Hadoop Version - Understanding Hadoop Versions
Apache Hadoop is the core engine of open source large scale data processing and has seen massive growth during last few years. Most of the big data technologies and systems are based on hadoop and its ecosystem.
This article describe different branches of hadoop releases and their associated latest version along-with core features of different hadoop versions.
Main Hadoop Versions and Release Dates
There are three active Hadoop release versions based on their major version - 2.7, 2.6, and 2.5. There is also a 3.0 release getting ready, but at this stage it is in alpha stage.
Release Branch | Version | Release Date |
---|---|---|
3.0 release | alpha | Sep 3, 2016 |
2.7 release | 2.7.3 | Aug 25, 2016 |
2.6 release | 2.6.5 | Oct 8, 2016 |
2.5 release | 2.5.2 | Nov 19, 2014 |
Which Hadoop Version to Use
As of Jan 2017, 2.7 branch of hadoop is the most stable and widely used.
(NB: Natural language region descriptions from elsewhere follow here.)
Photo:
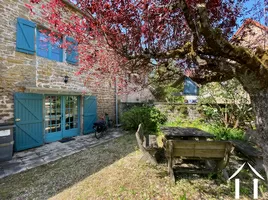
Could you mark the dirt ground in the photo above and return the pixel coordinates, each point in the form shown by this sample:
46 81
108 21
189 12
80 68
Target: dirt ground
114 171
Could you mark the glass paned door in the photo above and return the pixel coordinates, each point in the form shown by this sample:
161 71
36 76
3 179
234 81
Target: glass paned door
71 116
61 117
53 118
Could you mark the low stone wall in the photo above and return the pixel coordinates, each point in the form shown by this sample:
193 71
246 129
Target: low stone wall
172 111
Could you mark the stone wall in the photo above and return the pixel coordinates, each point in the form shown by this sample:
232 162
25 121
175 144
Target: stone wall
172 111
20 70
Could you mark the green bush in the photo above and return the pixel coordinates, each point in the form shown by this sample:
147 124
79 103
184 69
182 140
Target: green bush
150 117
223 133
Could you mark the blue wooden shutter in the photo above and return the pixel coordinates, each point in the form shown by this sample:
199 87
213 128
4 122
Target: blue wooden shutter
56 51
90 113
72 51
25 36
42 44
190 87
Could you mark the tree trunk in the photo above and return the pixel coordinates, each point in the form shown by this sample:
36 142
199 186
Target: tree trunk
259 102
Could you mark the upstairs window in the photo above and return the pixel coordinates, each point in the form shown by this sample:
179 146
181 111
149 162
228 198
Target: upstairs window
48 49
72 51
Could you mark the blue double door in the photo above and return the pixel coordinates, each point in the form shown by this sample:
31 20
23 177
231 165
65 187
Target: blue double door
42 118
61 117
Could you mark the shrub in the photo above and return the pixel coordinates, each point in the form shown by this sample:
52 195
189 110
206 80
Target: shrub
223 133
150 117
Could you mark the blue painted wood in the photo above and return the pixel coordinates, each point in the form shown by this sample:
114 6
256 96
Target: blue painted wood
25 36
74 131
28 108
90 113
42 44
48 50
71 51
64 133
190 87
55 136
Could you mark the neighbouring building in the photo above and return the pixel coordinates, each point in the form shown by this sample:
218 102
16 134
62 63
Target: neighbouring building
39 91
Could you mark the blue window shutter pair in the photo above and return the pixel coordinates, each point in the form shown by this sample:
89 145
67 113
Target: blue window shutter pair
72 51
190 87
46 49
25 36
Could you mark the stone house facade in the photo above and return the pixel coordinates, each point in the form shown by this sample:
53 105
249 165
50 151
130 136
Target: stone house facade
34 95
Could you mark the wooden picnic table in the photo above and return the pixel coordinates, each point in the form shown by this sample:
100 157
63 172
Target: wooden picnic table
185 133
193 144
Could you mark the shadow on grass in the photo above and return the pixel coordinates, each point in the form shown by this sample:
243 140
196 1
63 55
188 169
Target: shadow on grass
48 180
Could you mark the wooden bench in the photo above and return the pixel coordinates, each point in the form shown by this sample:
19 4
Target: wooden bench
148 145
249 152
218 151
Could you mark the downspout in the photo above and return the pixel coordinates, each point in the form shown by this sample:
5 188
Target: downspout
116 104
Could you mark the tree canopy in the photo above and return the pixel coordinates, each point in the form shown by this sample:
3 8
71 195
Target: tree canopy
149 35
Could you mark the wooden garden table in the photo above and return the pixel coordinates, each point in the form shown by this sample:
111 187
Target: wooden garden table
179 133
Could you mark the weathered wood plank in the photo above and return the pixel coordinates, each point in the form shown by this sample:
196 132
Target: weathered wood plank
148 148
218 151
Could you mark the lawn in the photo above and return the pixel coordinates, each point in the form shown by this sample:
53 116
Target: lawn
114 171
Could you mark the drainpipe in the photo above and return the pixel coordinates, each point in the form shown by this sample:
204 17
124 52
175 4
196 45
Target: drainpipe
116 103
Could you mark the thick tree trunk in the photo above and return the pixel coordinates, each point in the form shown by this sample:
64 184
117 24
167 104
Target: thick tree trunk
260 104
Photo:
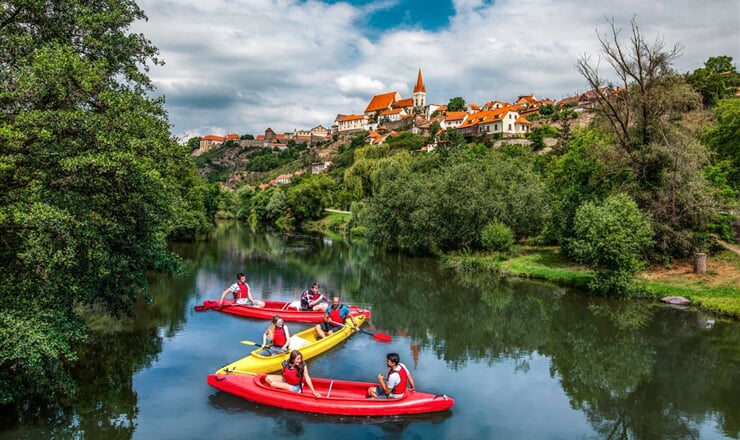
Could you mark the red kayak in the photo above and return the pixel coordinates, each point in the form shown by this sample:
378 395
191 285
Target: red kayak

So if you are starting fresh, then it is recommended to use latest release in 2.7 branch - i.e., 2.7.3.
If you are on 2.6 branch, it is recommended to upgrade to version 2.6.5.
If you are 2.5 branch, it is recommended to upgrade to 2.7 branch.
Hadoop Versions - Major Features
Version 3.0 - Major features
Currently in alpha state
- Minimum required Java version increased from Java 7 to Java 8
- Support for erasure encoding in HDFS
- YARN Timeline Service v.2
- Hadoop Shell script rewrite
- MapReduce task-level native optimization
- Support for more than 2 NameNodes.
- Default ports of multiple services have been changed.
- Support for Microsoft Azure Data Lake filesystem connector
- Intra-datanode balancer
- Reworked daemon and task heap management
Version 2.7 - Major features
2.7.3 version
- 221 bug fixes
2.7.2 version
- 155 bug fixes
2.7.1 version
- 131 bug fixes
2.7.0 version - New features
- HADOOP-9629 - Support Windows Azure Storage - Blob as a file system in Hadoop.
- HDFS (HDFS-3107) - Support for file truncate
- HDFS (HDFS-7584) - Support for quotas per storage type
- HDFS (HDFS-3689) - Support for files with variable-length blocks
- YARN (YARN-3100) - Make YARN authorization pluggable
- YARN (YARN-1492) - Automatic shared, global caching of YARN localized resources (beta)
- MAPREDUCE-5583 - Ability to limit running Map/Reduce tasks of a job
- MAPREDUCE-4815 - Speed up FileOutputCommitter for very large jobs with many output files.